Serializable snapshot isolation patch

From: Jeff Davis <pgsql(at)j-davis(dot)com>
To: pgsql-hackers(at)postgresql(dot)org
Cc: Kevin(dot)Grittner(at)wicourts(dot)gov
Subject: Serializable snapshot isolation patch
Date: 2010-10-18 05:53:45
Message-ID: 1287381225.8516.516.camel@jdavis
Views: Raw Message | Whole Thread | Download mbox | Resend email
Thread:
Lists: pgsql-hackers

This is based on the Kevin's git repo at:

git://git.postgresql.org/git/users/kgrittn/postgres.git
SHA1: 729541fa5ea94d66e6f4b22fb65bfef92214cd6b

* Trivial stuff:

I get a compiler warning:

indexfsm.c: In function ‘RecordFreeIndexPage’:
indexfsm.c:55: warning: implicit declaration of function
‘PageIsPredicateLocked’

* Open issues, as I see it:

1. 2PC and SSI don't mix (this may be a known issue, because there's not
really any code in the current implementation to deal with 2PC):

Session1:
BEGIN ISOLATION LEVEL SERIALIZABLE;
select count(*) from a;
insert into a values(1);
PREPARE TRANSACTION 't1';

Session2:
BEGIN ISOLATION LEVEL SERIALIZABLE;
select count(*) from a;
insert into a values(1);
COMMIT;

Session1:
COMMIT PREPARED 't1';

Looks like we need to track information about prepared transactions in
shared memory.
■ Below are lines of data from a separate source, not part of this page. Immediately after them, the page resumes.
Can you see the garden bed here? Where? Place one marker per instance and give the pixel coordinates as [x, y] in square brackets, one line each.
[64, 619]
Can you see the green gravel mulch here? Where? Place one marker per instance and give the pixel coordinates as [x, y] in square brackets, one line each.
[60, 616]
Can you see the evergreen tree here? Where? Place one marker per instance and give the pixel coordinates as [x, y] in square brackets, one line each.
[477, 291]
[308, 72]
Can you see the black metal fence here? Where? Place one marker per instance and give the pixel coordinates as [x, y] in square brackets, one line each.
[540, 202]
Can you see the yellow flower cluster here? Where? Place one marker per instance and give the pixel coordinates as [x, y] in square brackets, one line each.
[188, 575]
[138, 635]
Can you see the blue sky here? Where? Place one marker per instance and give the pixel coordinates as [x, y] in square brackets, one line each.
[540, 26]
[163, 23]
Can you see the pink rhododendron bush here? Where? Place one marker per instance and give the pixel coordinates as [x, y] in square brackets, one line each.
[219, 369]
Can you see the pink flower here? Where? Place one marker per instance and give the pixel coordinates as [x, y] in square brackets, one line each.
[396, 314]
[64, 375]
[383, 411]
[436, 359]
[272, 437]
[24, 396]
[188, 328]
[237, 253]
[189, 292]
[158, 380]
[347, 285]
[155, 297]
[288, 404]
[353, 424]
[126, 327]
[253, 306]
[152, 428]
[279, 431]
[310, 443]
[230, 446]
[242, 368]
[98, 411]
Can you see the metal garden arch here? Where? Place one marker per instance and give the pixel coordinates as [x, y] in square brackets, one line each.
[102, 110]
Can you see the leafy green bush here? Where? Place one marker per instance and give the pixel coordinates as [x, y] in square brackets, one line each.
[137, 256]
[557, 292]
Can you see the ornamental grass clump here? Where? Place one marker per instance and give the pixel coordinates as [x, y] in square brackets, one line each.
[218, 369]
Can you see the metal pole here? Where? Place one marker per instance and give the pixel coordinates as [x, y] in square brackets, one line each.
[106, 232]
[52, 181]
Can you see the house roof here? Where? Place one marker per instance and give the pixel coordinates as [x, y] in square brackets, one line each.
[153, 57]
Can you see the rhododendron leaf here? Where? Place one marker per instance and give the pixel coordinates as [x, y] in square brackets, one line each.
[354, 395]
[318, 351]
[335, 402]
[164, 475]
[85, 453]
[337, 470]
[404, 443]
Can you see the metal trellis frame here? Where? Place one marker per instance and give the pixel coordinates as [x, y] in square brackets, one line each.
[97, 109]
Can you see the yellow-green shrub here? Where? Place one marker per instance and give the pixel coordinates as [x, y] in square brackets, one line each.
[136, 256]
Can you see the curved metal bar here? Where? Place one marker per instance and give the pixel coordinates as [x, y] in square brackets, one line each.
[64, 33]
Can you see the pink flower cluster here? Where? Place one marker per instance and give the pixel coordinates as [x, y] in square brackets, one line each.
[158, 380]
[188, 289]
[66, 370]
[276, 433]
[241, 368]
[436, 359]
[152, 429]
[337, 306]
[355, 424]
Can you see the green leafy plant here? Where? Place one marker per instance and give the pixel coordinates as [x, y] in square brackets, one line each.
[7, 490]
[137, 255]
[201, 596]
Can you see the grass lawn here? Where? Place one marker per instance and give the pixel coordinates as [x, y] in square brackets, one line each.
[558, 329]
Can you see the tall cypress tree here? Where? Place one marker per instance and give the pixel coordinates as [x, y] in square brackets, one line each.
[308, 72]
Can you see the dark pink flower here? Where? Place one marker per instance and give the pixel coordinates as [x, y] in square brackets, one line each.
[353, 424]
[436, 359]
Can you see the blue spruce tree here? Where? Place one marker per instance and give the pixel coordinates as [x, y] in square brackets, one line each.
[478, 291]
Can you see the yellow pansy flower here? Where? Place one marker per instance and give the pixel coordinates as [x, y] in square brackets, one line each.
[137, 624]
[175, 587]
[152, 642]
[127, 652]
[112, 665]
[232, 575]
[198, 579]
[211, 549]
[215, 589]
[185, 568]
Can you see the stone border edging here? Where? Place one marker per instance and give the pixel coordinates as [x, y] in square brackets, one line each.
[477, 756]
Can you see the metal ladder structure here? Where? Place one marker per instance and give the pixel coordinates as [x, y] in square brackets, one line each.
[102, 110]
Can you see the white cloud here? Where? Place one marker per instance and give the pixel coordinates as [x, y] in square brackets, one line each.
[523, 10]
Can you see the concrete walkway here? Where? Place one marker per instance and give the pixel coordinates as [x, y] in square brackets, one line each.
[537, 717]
I think you'll need to keep the information in the 2PC
state file as well, so that it can be rebuilt after a crash or restart.
It all looks solvable at first glance, but it looks like it might be
some work.

2. I think there's a GiST bug (illustrating with PERIOD type):

create table foo(p period);
create index foo_idx on foo using gist (p);
insert into foo select period(
'2009-01-01'::timestamptz + g * '1 microsecond'::interval,
'2009-01-01'::timestamptz + (g+1) * '1 microsecond'::interval)
from generate_series(1,2000000) g;

Session1:
begin isolation level serializable;
select * from foo where p && '[2009-01-01, 2009-01-01]'::period;
insert into foo values('[2009-01-01, 2009-01-01]'::period);

Session2:
begin isolation level serializable;
select * from foo where p && '[2009-01-01, 2009-01-01]'::period;
insert into foo values('[2009-01-01, 2009-01-01]'::period);
commit;

Session1:
commit;

In pg_locks (didn't paste here due to formatting), it looks like the
SIRead locks are holding locks on different pages. Can you clarify your
design for GiST and the interaction with page-level locks? It looks like
you're making some assumption about which pages will be visited when
searching for conflicting values which doesn't hold true. However, that
seems odd, because even if the value is actually inserted in one
transaction, the other doesn't seem to find the conflict. Perhaps the
bug is simpler than that? Or perhaps I have some kind of odd bug in
PERIOD's gist implementation?

Also, it appears to be non-deterministic, to a degree at least, so you
may not observe the problem in the exact way that I do.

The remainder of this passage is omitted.